É engraçado achar Laura apática quando o nosso exemplo menor de femme fatale seria Capitu. A situação fica mais curiosa quando notamos que o Waldo realmente parece o Dom Casmurro numa versão witty. Talvez possamos comparar essa beleza que causa tragédias à personagem Remédios de Cem Anos de Solidão, de Gabriel García Marquez. Esta era uma jovem mentalmente retardada que causava a morte daqueles que se apaixonassem por ela. Talvez a beleza seja a única coisa fundamental nessa história.

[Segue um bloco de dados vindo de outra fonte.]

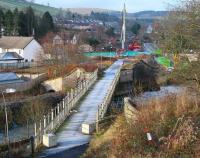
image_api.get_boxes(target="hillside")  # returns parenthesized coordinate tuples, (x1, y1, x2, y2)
(0, 0, 59, 16)
(66, 8, 119, 15)
(130, 11, 169, 19)
(0, 0, 168, 19)
(66, 8, 168, 19)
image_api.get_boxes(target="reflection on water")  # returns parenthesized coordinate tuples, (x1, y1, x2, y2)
(133, 86, 185, 104)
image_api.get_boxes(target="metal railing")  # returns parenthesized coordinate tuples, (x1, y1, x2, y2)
(96, 68, 121, 121)
(34, 70, 98, 147)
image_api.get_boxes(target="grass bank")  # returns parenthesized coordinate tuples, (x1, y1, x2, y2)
(83, 91, 200, 158)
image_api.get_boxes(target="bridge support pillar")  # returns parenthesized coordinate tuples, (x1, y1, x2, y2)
(51, 109, 54, 130)
(63, 99, 65, 117)
(34, 122, 37, 137)
(44, 115, 46, 134)
(58, 105, 60, 122)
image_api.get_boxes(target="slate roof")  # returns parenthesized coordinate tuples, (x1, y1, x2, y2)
(0, 36, 34, 49)
(0, 72, 24, 84)
(0, 52, 24, 61)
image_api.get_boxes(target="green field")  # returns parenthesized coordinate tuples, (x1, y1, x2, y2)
(0, 0, 60, 16)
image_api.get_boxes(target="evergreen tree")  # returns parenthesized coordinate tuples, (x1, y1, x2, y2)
(18, 11, 28, 36)
(13, 8, 19, 35)
(87, 37, 100, 50)
(106, 27, 115, 37)
(39, 11, 54, 37)
(33, 16, 40, 39)
(0, 9, 4, 35)
(26, 6, 35, 36)
(131, 23, 141, 35)
(4, 10, 13, 35)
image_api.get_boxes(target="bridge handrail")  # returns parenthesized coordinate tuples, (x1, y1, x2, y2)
(34, 70, 98, 148)
(97, 67, 122, 121)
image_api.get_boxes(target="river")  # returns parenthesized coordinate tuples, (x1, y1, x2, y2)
(133, 85, 185, 105)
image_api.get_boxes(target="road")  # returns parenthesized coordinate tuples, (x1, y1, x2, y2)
(39, 60, 124, 158)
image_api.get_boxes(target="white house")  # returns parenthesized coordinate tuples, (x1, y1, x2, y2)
(71, 35, 79, 45)
(52, 34, 79, 45)
(146, 25, 153, 34)
(53, 35, 64, 46)
(0, 36, 43, 62)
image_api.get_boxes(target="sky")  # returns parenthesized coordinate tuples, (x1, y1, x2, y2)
(35, 0, 177, 13)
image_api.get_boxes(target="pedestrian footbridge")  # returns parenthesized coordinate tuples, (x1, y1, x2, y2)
(39, 60, 124, 157)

Isso talvez fique mais claro quando notamos a forma que os relacionamentos da protagonista literalmente fluem de homem para homem. Primeiro Waldo, depois um pintor figurante que fez o belíssimo quadro da protagonista, depois o inútil do Shelby e finalmente o próprio detetive Mark McPherson. Este último é um caso bem curioso, pois vamos vendo como ele vai se apaixonando aos poucos pelo fantasma de Laura (despertando até o ciúmes póstumos de Waldo), mas realmente é um mistério que Laura tenha se apaixonado por ele. Foi algo muito súbito. Coincidentemente sua paixão varia de acordo com a sua necessidade e creio que isso decepciona o espectador. A femme fatale deve usar os machos a seu bel prazer e quiçá no final se entregar de corpo e alma a um só alfa. Qual o ponto dela realmente gostar de todos aqueles homens?

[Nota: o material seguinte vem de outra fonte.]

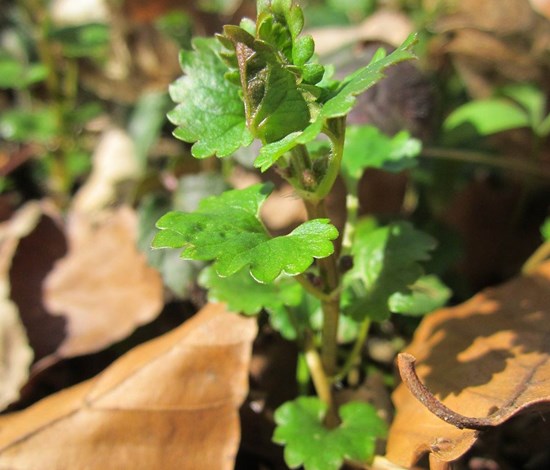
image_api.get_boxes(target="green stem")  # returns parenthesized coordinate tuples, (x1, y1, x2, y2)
(295, 274, 333, 303)
(314, 117, 346, 200)
(332, 319, 371, 383)
(304, 199, 341, 376)
(303, 333, 333, 410)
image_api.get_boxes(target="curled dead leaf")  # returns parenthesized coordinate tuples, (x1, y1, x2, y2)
(42, 206, 163, 361)
(386, 261, 550, 467)
(0, 201, 65, 409)
(0, 303, 257, 469)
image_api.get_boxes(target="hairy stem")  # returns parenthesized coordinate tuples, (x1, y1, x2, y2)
(304, 199, 341, 376)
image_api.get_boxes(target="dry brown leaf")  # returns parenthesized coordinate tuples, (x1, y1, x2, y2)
(426, 0, 550, 97)
(434, 0, 535, 35)
(0, 300, 32, 410)
(0, 202, 65, 408)
(0, 303, 257, 469)
(386, 261, 550, 467)
(72, 128, 141, 214)
(42, 206, 163, 360)
(310, 10, 414, 56)
(531, 0, 550, 19)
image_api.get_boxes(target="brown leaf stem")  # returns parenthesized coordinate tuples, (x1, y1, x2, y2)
(397, 353, 502, 430)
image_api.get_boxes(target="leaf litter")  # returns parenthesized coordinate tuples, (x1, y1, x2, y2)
(386, 261, 550, 467)
(0, 303, 257, 469)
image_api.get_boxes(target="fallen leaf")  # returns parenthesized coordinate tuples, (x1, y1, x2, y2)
(386, 261, 550, 466)
(72, 128, 141, 214)
(426, 0, 550, 98)
(0, 205, 36, 409)
(42, 206, 163, 360)
(0, 202, 66, 391)
(80, 3, 181, 103)
(0, 303, 257, 469)
(434, 0, 535, 35)
(50, 0, 109, 25)
(310, 10, 414, 56)
(0, 300, 32, 411)
(531, 0, 550, 19)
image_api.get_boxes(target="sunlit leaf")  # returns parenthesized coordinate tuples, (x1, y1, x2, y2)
(152, 183, 338, 283)
(168, 37, 253, 158)
(389, 275, 451, 316)
(222, 25, 311, 143)
(342, 220, 436, 321)
(255, 34, 417, 170)
(273, 397, 387, 470)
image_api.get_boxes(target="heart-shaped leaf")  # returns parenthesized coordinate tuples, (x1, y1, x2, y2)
(273, 397, 387, 470)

Provavelmente não passa de combustível para a tragédia. No cinema atual, algum dos machos poderia dar um risinho maligno para a câmera no final; isso nos faria imaginar no Laura 2, como seria. O diretor foi mais conservador. Preferiu começar no relógio e terminar nele próprio. Ele nem sequer deixou margem para pensarmos no que poderia acontecer a todos os envolvidos depois do desfecho. Parece que uma vez solucionado o mistério, o noir não tem motivos para continuar. Posso imitar-lhe o exemplo e voltar para o começo deste texto. Ainda acho muito estranho que logo de cara o assassino use um Tilbry, enquanto todo o resto use Fedora.